De (bij)stook van biomassa in centrales

Ingediend 11 april 2019
Beantwoord 22 mei 2019 (na 41 dagen)
Indieners Lammert van Raan (PvdD), Frank Wassenberg (PvdD)
Beantwoord door Eric Wiebes (minister economische zaken) (VVD)
Onderwerpen bodem natuur en milieu
Bron vraag https://zoek.officielebekendmakingen.nl/kv-tk-2019Z07483.html
Bron antwoord https://zoek.officielebekendmakingen.nl/ah-tk-20182019-2768.html
1. Nieuwsuur, 4 april 2019 (https://nos.nl/nieuwsuur/artikel/2279034-is-…
2. Klimaat- en Energieverkenning (KEV) 2019
  • Vraag 1
    Heeft u de aflevering van Nieuwsuur gezien over het bijstoken van (houtige)biomassa in kolencentrales?1

    Ja.

  • Vraag 2
    Onderschrijft u dat het (bij)stoken van biomassa in centrales de meest klimaatvervuilende energie per kilowattuur (kWh, elektriciteit) en gigajoule (GJ, th) oplevert? Zo nee, waarom niet?

    Over de duurzaamheid van biomassa in allerlei vormen en voor allerlei toepassingen, zijn vele opvattingen in omloop. Het kabinet baseert zich op de onderzoeken door aangewezen onafhankelijke deskundige organisaties op nationaal (PBL) en internationaal (EU, VN) niveau.
    Op basis daarvan wordt biomassa, mits passend in de strikte criteria, beschouwd als duurzaam, omdat de CO2-emissie bij verbranding evenveel is, als de vegetatie bij groei heeft opgenomen uit de lucht

  • Vraag 3
    Onderschrijft u dat de CO2-uitstoot door biomassa-bijstook in kolencentrales per kWh. 2,3 maal zoveel is als bij gasstook en dat de uitstoot zelfs 3 keer zoveel is wanneer biomassa wordt verstookt in kleinere biomassa-centrales? Kunt u aangeven welk aandeel afkomstig is van de productie, het transport en de verwerking van biomassa? Zo nee, waarom niet?

    Het is een feit dat bij verbranding – ook van biomassa – CO2 vrij komt. Echter, zoals aangegeven in reactie op vraag 2 wordt het (bij)stoken van biomassa op basis van internationale afspraken als CO2-neutraal gezien.
    Ik kan geen exacte uitsplitsing geven van de CO2-uitstoot die samenhangt met de productie, het transport en de verwerking van biomassa. In dit kader is het belangrijk te benadrukken dat, om te voldoen aan de duurzaamheidscriteria uit de Regeling conformiteitsbeoordeling vaste biomassa voor energietoepassingen (hierna: duurzaamheidscriteria), de inzet van biomassa over de gehele keten bezien tot minimaal 70% minder CO2-uitstoot moet leiden dan het gebruik van fossiele brandstoffen. Daarmee is geborgd dat met de inzet van biomassa CO2-winst bereikt wordt.

  • Vraag 4
    Onderschrijft u dat de classificatie van het stoken van biomassa als CO2-neutraal slechts een papieren werkelijkheid is, alleen al omdat het transport en de verwerking van biomassa CO2-uitstoot veroorzaakt?

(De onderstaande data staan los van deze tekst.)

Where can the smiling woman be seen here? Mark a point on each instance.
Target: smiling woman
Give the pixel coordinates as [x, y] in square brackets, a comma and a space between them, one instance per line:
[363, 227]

Zo nee, waarom niet?

    Nee, ik onderschrijf dit niet. Conform internationale afspraken wordt het (bij)stoken van biomassa als CO2-neutraal gezien. Daarnaast zorgen de duurzaamheidscriteria er voor dat de gehele keten in ogenschouw genomen wordt.

  • Vraag 5
    Kunt u bevestigen dat de inzet van biomassa vanaf 2016 tot 2020 mogelijk 17 maal zo veel wordt?2 Zo ja, is daarmee de conclusie gerechtvaardigd dat er in 2020 mogelijk 10 á 12 MT meer CO2 de lucht in gaat dan wat nu op papier geschetst wordt? Zo nee, waarom niet?

    Volgens de meest recente gegevens in de Nationale Energieverkenning (NEV) 2017 zal de totale hoeveelheid energieproductie door middel van inzet van biomassa stijgen van 78,5 PJ in 2016 naar 148,9 PJ in 2020. De conclusie dat dit mogelijk leidt tot 10 á 12 MT meer CO2 in de lucht, deel ik niet, omdat de CO2-uitstoot gecompenseerd door de aanplant van nieuwe vegetatie waarmee een even grote hoeveelheid CO2 uit de lucht wordt gehaald.

  • Vraag 6
    Deelt u de mening dat een vrijstelling voor de CO2-heffing een onterechte beloning zou zijn voor biomassa (bij)stook en zo kan werken als een perverse prikkel? Zo ja, bent u bereid de CO2-heffing ook voor biomassa (bij)stook te laten gelden? Zo nee, waarom niet?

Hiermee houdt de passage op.